Aku menunggu lebih dari 1 jam rasanya. Kulirik jam tanganku. Tepat pukul 2 siang.
"Mbak ini kekasihnya, istrinya, atau adiknya?" Aku refleks menoleh ke asal suara. Dokter ternyata. Aku bangkit dari dudukku.
"Oh saya, saya yang membawa pria itu kesini.." Jawabku.

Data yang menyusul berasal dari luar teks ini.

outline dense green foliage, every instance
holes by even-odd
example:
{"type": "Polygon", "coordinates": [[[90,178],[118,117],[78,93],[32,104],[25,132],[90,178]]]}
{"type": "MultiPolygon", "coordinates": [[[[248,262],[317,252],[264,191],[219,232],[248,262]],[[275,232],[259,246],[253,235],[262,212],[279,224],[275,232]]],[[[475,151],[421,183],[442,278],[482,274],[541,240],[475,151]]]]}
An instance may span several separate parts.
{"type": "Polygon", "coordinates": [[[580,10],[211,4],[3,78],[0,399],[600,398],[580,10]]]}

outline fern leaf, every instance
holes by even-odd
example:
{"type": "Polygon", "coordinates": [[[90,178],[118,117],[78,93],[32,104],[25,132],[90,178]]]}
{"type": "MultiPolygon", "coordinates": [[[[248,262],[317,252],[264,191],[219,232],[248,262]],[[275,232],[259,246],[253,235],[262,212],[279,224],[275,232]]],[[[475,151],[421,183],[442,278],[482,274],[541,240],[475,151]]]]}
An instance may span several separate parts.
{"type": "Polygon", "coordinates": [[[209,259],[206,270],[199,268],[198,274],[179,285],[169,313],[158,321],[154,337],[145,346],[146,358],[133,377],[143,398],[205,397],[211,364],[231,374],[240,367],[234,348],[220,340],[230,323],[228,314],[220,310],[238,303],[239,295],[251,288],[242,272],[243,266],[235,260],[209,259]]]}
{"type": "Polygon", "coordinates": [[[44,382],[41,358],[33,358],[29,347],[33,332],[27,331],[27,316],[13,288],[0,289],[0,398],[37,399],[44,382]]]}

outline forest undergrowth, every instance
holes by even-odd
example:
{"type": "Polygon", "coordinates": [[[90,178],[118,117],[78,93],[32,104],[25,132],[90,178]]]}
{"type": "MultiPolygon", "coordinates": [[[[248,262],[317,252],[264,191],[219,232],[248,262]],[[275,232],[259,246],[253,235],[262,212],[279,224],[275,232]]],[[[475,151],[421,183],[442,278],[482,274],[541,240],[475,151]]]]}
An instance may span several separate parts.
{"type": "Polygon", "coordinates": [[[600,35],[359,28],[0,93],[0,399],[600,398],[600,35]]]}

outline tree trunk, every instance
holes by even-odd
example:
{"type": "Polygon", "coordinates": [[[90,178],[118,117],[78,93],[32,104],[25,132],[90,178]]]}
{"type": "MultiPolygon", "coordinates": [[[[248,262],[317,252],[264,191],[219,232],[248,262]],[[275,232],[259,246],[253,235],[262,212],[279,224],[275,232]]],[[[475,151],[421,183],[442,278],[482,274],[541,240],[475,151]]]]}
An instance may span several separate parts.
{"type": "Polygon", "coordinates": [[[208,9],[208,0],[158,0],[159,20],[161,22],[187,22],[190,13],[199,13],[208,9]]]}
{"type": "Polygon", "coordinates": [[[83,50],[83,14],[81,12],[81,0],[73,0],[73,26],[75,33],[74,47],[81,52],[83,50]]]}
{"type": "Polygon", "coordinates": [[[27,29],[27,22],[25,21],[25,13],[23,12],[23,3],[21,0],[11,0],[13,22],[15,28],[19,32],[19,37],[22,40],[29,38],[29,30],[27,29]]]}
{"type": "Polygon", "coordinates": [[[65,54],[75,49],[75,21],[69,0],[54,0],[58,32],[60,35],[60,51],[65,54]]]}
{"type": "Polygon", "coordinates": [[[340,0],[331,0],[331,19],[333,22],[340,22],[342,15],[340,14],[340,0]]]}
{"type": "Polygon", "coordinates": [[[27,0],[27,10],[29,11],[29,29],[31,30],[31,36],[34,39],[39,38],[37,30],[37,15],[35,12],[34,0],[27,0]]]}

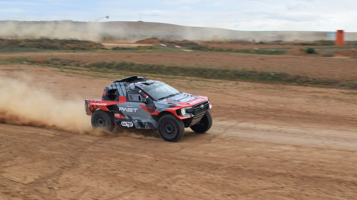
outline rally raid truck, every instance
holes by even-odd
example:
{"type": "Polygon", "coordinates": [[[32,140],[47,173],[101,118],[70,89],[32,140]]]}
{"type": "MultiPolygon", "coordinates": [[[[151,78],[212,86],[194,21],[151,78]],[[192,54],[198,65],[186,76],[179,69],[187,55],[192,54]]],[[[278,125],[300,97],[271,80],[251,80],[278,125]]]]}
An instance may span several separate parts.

"Kita akan melakukan Ct-scan pada pasien," Kata Dokter itu. "Ya..ya.. lakukan saja dokter. Lakukan yang terbaik.." Kataku dengan cepat. "Maaf dokter, saya menemukan handphone di jaket nya yang terus berdering." Kata suster yang baru saja keluar dari ruang UGD. Lalu dokter itu menyodorkan handphone nya padaku. Dokter itu melenggang pergi disusul dengan dibawa nya pria itu ke dalam ruangan Ct-scan. Aku duduk dan mulai membuka handphone pria itu. Syukurlah handphone pria itu tidak di password. Kulihat 5 panggilan tak terjawab dari nomor yang tidak dikenal.Sial.
Umpatku dalam hati. Handphone nya mati. Aku harus menghubungi siapa kalau sudah begini. Aku mengambil handphone di saku celanaku. Kucari nama Sarah dikontakku. Kutekan tombol hijau dan mendekatkan handphone ketelingaku.